Voice activity detection

Last updated

Voice activity detection (VAD), also known as speech activity detection or speech detection, is the detection of the presence or absence of human speech, used in speech processing. [1] The main uses of VAD are in speaker diarization, speech coding and speech recognition. [2] It can facilitate speech processing, and can also be used to deactivate some processes during non-speech section of an audio session: it can avoid unnecessary coding/transmission of silence packets in Voice over Internet Protocol (VoIP) applications, saving on computation and on network bandwidth.

Contents

VAD is an important enabling technology for a variety of speech-based applications. Therefore, various VAD algorithms have been developed that provide varying features and compromises between latency, sensitivity, accuracy and computational cost. Some VAD algorithms also provide further analysis, for example whether the speech is voiced, unvoiced or sustained. Voice activity detection is usually independent of language.

It was first investigated for use on time-assignment speech interpolation (TASI) systems. [3]

Algorithm overview

The typical design of a VAD algorithm is as follows:[ citation needed ]

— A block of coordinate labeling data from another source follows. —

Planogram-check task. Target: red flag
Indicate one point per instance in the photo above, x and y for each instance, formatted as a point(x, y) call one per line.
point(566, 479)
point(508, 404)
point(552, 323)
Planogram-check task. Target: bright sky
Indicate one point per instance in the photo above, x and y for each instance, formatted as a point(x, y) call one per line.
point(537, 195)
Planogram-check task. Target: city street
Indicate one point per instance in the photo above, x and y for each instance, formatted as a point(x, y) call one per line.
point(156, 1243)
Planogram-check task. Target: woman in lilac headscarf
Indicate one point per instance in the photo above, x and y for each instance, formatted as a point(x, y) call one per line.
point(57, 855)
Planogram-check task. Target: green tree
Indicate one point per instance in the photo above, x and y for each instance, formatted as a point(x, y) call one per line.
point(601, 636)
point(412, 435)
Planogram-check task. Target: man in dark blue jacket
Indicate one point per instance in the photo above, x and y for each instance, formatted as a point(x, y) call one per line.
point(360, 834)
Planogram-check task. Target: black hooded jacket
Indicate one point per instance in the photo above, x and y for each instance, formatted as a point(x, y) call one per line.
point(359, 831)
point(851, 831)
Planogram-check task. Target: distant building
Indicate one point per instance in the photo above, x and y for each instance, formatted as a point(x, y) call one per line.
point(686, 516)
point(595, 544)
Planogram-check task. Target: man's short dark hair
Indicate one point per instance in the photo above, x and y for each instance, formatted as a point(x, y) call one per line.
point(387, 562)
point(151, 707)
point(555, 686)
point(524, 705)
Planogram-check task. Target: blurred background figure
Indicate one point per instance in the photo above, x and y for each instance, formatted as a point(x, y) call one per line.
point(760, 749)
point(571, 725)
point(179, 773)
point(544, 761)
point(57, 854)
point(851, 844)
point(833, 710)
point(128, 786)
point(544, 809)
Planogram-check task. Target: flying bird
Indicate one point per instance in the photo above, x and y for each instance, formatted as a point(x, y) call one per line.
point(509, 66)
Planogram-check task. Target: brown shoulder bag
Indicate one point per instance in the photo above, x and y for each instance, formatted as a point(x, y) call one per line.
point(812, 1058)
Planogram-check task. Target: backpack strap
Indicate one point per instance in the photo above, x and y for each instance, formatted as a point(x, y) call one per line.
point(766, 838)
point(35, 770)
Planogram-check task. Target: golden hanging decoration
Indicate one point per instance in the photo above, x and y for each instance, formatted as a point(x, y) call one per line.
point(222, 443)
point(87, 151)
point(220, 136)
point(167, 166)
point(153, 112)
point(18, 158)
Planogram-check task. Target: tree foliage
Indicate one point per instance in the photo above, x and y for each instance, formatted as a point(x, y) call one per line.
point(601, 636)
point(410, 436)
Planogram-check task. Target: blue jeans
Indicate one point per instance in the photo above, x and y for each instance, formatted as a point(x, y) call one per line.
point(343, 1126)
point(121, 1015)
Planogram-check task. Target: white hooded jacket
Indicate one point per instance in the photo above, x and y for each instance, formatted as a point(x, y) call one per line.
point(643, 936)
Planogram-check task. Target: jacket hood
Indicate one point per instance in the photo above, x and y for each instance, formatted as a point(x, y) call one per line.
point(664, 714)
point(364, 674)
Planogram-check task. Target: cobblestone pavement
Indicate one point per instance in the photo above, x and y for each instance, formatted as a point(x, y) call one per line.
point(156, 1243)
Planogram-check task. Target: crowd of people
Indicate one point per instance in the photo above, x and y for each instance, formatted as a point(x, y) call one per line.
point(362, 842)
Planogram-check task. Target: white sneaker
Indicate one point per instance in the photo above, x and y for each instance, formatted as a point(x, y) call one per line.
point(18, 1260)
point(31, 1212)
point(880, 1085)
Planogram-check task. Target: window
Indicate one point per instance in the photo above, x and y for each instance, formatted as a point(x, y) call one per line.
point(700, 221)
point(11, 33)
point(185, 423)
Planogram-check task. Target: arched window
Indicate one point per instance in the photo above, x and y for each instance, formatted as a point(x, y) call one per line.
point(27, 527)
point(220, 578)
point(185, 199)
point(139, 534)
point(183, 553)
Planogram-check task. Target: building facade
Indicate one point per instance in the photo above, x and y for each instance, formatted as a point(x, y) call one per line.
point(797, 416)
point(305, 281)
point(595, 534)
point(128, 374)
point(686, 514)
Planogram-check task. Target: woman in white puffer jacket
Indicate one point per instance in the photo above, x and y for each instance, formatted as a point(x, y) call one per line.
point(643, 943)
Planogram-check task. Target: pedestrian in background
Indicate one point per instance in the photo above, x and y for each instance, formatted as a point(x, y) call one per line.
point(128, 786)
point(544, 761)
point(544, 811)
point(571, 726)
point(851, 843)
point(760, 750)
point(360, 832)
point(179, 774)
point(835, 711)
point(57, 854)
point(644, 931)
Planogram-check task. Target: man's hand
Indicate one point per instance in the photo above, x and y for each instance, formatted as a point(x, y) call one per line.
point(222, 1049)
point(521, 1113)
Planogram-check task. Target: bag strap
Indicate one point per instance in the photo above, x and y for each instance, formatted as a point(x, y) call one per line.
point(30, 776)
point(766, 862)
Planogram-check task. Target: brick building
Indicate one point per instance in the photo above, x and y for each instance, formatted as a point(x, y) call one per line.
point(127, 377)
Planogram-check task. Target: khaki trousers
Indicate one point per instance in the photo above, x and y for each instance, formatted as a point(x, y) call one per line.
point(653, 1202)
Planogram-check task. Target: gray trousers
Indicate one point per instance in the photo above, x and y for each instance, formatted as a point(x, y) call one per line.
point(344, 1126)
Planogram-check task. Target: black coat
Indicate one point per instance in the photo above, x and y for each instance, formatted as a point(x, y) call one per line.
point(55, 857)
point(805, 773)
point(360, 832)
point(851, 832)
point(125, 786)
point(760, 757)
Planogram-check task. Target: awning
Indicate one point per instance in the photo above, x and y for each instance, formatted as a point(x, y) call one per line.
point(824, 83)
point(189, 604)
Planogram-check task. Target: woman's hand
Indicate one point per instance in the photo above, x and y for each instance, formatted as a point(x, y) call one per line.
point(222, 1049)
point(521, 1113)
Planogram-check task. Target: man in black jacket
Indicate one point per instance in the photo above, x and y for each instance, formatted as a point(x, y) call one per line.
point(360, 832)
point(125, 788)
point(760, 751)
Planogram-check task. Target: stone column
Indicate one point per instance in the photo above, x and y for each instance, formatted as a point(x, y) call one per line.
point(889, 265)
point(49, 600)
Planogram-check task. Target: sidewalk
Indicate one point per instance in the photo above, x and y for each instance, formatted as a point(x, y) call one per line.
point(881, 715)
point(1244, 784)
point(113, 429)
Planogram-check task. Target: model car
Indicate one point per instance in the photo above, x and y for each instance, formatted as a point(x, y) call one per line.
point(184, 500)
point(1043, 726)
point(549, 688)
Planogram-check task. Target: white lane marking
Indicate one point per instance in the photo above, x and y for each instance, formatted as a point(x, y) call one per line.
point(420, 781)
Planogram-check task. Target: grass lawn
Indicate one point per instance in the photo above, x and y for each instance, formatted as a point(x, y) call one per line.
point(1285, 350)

  1. There may first be a noise reduction stage, e.g. via spectral subtraction.
  2. Then some features or quantities are calculated from a section of the input signal.
  3. A classification rule is applied to classify the section as speech or non-speech – often this classification rule finds when a value exceeds a certain threshold.

There may be some feedback in this sequence, in which the VAD decision is used to improve the noise estimate in the noise reduction stage, or to adaptively vary the threshold(s). These feedback operations improve the VAD performance in non-stationary noise (i.e. when the noise varies a lot).[ citation needed ]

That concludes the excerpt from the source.